One of my vacation project was to look at a good queue implementation for ccan/antithread.  I read a few papers, which mainly deal with generic link-list-style queues (I got quite excited about one before I realized that it needed a 128-bit compare-and-swap for 64 bit machines).  I only really need a fixed-length queue of void *, so I set about implementing one.

You can find the cleaned-up version of my explorations on github.  For my implementation I use a tail counter, 32 void * entries, and a head counter, like so:

#define QUEUE_ELEMS 32
struct queue {
    unsigned int head;
    unsigned int prod_waiting;
    unsigned int lock;
    void *elems[QUEUE_ELEMS];
    unsigned int tail;
    unsigned int cons_waiting;
};

The head and tail counters are free running to avoid the empty-or-full problem, and the prod_waiting and cons_waiting are for a future implementation which actually does sleep and wakeup (I spin for my current tests).

The simplest implementation is for both producers and consumers to grab the lock, do their work, then drop the lock.  On my 32-bit x86 dual core 2 HT laptop, with 1 producer on cpu0 and 1 producer on cpu1 (ie. two hyperthreads of same core), it takes about 179 usec to enqueue and dequeue each element (but hugely variable, from 73 to 439 ns).  You can see that (as expected) the 2 and 3 producers cases are quite expensive, though not so bad if there are 2 producers and 2 consumers.

Lockless dequeue is quite easy:

  1. Read tail counter, then read head counter (order matters!)
  2. If it's empty, wait until head changes).
  3. Grab entry[tail % 32].
  4. Try to compare and swap the tail to tail+1.  If not, we raced, so goto 1.

But lockless insert is harder, so I asked Paul McKenney who detailed a fairly complex scheme involving two offsets and some subtlety on both production and consumption side, and ended with "Now, are you -sure- locking is all that bad?  ;-)".  So I went for a big lock around insertion to begin with.  It's generally a little better, particularly for the common case of a single consumer and a single producer.
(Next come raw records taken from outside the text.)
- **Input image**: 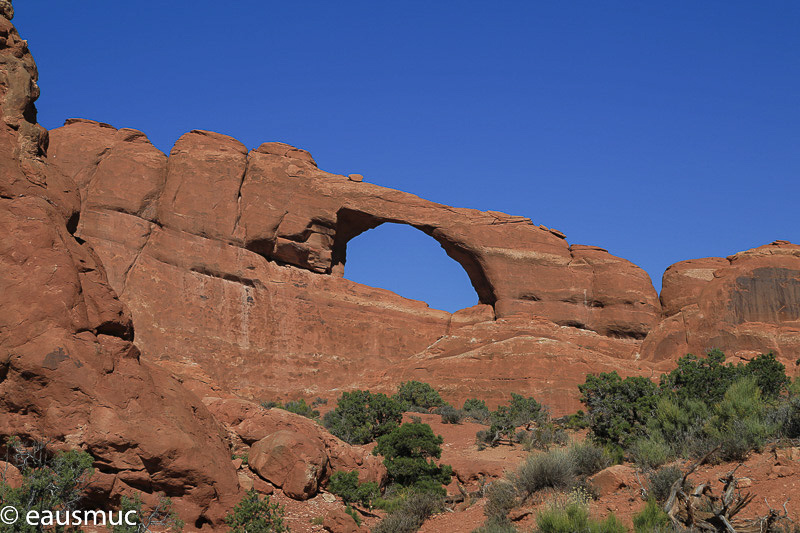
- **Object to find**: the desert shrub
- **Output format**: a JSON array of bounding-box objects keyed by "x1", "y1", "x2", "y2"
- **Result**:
[
  {"x1": 327, "y1": 470, "x2": 379, "y2": 508},
  {"x1": 659, "y1": 349, "x2": 740, "y2": 404},
  {"x1": 486, "y1": 394, "x2": 549, "y2": 445},
  {"x1": 743, "y1": 352, "x2": 790, "y2": 400},
  {"x1": 790, "y1": 376, "x2": 800, "y2": 397},
  {"x1": 507, "y1": 393, "x2": 547, "y2": 428},
  {"x1": 706, "y1": 377, "x2": 772, "y2": 461},
  {"x1": 0, "y1": 437, "x2": 95, "y2": 533},
  {"x1": 323, "y1": 390, "x2": 403, "y2": 445},
  {"x1": 535, "y1": 499, "x2": 626, "y2": 533},
  {"x1": 488, "y1": 405, "x2": 517, "y2": 444},
  {"x1": 484, "y1": 480, "x2": 517, "y2": 522},
  {"x1": 372, "y1": 493, "x2": 443, "y2": 533},
  {"x1": 568, "y1": 441, "x2": 611, "y2": 478},
  {"x1": 562, "y1": 410, "x2": 589, "y2": 430},
  {"x1": 769, "y1": 396, "x2": 800, "y2": 439},
  {"x1": 660, "y1": 350, "x2": 789, "y2": 404},
  {"x1": 224, "y1": 489, "x2": 288, "y2": 533},
  {"x1": 393, "y1": 381, "x2": 446, "y2": 412},
  {"x1": 511, "y1": 448, "x2": 575, "y2": 499},
  {"x1": 579, "y1": 371, "x2": 659, "y2": 448},
  {"x1": 463, "y1": 398, "x2": 492, "y2": 423},
  {"x1": 520, "y1": 424, "x2": 568, "y2": 452},
  {"x1": 645, "y1": 395, "x2": 711, "y2": 459},
  {"x1": 648, "y1": 465, "x2": 684, "y2": 503},
  {"x1": 312, "y1": 397, "x2": 328, "y2": 406},
  {"x1": 630, "y1": 435, "x2": 671, "y2": 470},
  {"x1": 475, "y1": 429, "x2": 493, "y2": 450},
  {"x1": 231, "y1": 452, "x2": 249, "y2": 466},
  {"x1": 281, "y1": 398, "x2": 320, "y2": 419},
  {"x1": 632, "y1": 499, "x2": 671, "y2": 533},
  {"x1": 437, "y1": 405, "x2": 465, "y2": 424},
  {"x1": 572, "y1": 351, "x2": 790, "y2": 463},
  {"x1": 112, "y1": 493, "x2": 183, "y2": 533},
  {"x1": 260, "y1": 400, "x2": 281, "y2": 409},
  {"x1": 373, "y1": 422, "x2": 453, "y2": 495},
  {"x1": 713, "y1": 417, "x2": 771, "y2": 462}
]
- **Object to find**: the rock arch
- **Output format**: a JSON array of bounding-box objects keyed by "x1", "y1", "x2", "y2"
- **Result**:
[{"x1": 48, "y1": 127, "x2": 661, "y2": 340}]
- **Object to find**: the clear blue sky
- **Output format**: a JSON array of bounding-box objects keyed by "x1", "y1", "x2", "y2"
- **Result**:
[{"x1": 17, "y1": 1, "x2": 799, "y2": 312}]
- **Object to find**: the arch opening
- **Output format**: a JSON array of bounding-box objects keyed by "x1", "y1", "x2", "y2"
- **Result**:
[
  {"x1": 339, "y1": 223, "x2": 478, "y2": 313},
  {"x1": 332, "y1": 212, "x2": 487, "y2": 313}
]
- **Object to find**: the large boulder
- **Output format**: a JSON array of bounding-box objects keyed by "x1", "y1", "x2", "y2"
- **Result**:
[
  {"x1": 249, "y1": 430, "x2": 328, "y2": 500},
  {"x1": 203, "y1": 397, "x2": 387, "y2": 491},
  {"x1": 588, "y1": 465, "x2": 638, "y2": 497},
  {"x1": 323, "y1": 506, "x2": 363, "y2": 533}
]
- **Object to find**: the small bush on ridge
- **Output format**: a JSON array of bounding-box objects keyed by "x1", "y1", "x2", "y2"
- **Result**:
[
  {"x1": 323, "y1": 390, "x2": 403, "y2": 445},
  {"x1": 648, "y1": 465, "x2": 684, "y2": 503},
  {"x1": 224, "y1": 489, "x2": 288, "y2": 533},
  {"x1": 327, "y1": 470, "x2": 379, "y2": 508},
  {"x1": 484, "y1": 480, "x2": 517, "y2": 522},
  {"x1": 568, "y1": 441, "x2": 612, "y2": 477},
  {"x1": 535, "y1": 498, "x2": 626, "y2": 533},
  {"x1": 463, "y1": 398, "x2": 492, "y2": 423},
  {"x1": 393, "y1": 381, "x2": 446, "y2": 412},
  {"x1": 630, "y1": 436, "x2": 671, "y2": 470},
  {"x1": 373, "y1": 422, "x2": 453, "y2": 495},
  {"x1": 438, "y1": 405, "x2": 465, "y2": 424},
  {"x1": 372, "y1": 493, "x2": 444, "y2": 533},
  {"x1": 511, "y1": 448, "x2": 575, "y2": 499}
]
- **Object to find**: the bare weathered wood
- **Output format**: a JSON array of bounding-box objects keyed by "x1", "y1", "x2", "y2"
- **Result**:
[{"x1": 660, "y1": 455, "x2": 793, "y2": 532}]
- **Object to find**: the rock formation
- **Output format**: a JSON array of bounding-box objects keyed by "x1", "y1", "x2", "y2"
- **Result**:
[
  {"x1": 642, "y1": 240, "x2": 800, "y2": 365},
  {"x1": 44, "y1": 114, "x2": 799, "y2": 414},
  {"x1": 2, "y1": 3, "x2": 799, "y2": 528},
  {"x1": 45, "y1": 121, "x2": 668, "y2": 413}
]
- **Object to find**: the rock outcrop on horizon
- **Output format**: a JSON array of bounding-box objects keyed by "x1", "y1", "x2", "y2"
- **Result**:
[{"x1": 642, "y1": 240, "x2": 800, "y2": 365}]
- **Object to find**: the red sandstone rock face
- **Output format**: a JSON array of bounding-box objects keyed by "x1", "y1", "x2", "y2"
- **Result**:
[
  {"x1": 642, "y1": 241, "x2": 800, "y2": 367},
  {"x1": 0, "y1": 15, "x2": 240, "y2": 529},
  {"x1": 50, "y1": 122, "x2": 661, "y2": 336}
]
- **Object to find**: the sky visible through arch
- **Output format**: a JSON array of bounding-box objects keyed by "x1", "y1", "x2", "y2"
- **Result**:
[
  {"x1": 15, "y1": 1, "x2": 799, "y2": 313},
  {"x1": 344, "y1": 223, "x2": 479, "y2": 313}
]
It's worth noting that if you know you're the only producer, you can skip the locks so I re-ran the benchmarks with a "queue_add_excl" implementation for the single-producer cases, as seen on the right.

You can similarly simplify the single consumer case, though it makes little difference in my tests.

However, you can do better than a straight naive lock: you can use the lower bit of the head counter to exclude other producers.  This means a production algorithm like so:

  1. Read head.  If it's odd, wait.
  2. Read tail.
  3. If queue is full, wait for tail to change, then goto 1.
  4. Compare and swap head to head + 1; if it fails, go to 1.
  5. Store the element.
  6. Then increment the head.

For simplicity, I made the tail counter increment by 2 as well, and the consumer simply ignores the bottom bit of the head counter.  Avoiding a separate atomic operation on a "prod_lock" word seems to pay off quite well.

Finally, it's worth noting that neither the exclusive producer nor exclusive consumer cases win much any more, so I can delete those altogether.

Before tying this into antithread, there are several things to do:

  1. Re-audit to make sure the barriers are correct.
  2. Test on PowerPC (always good for finding missing barriers).
  3. Add in a decent notification mechanism, ie. futexes or falling back to pipes.

And that's next...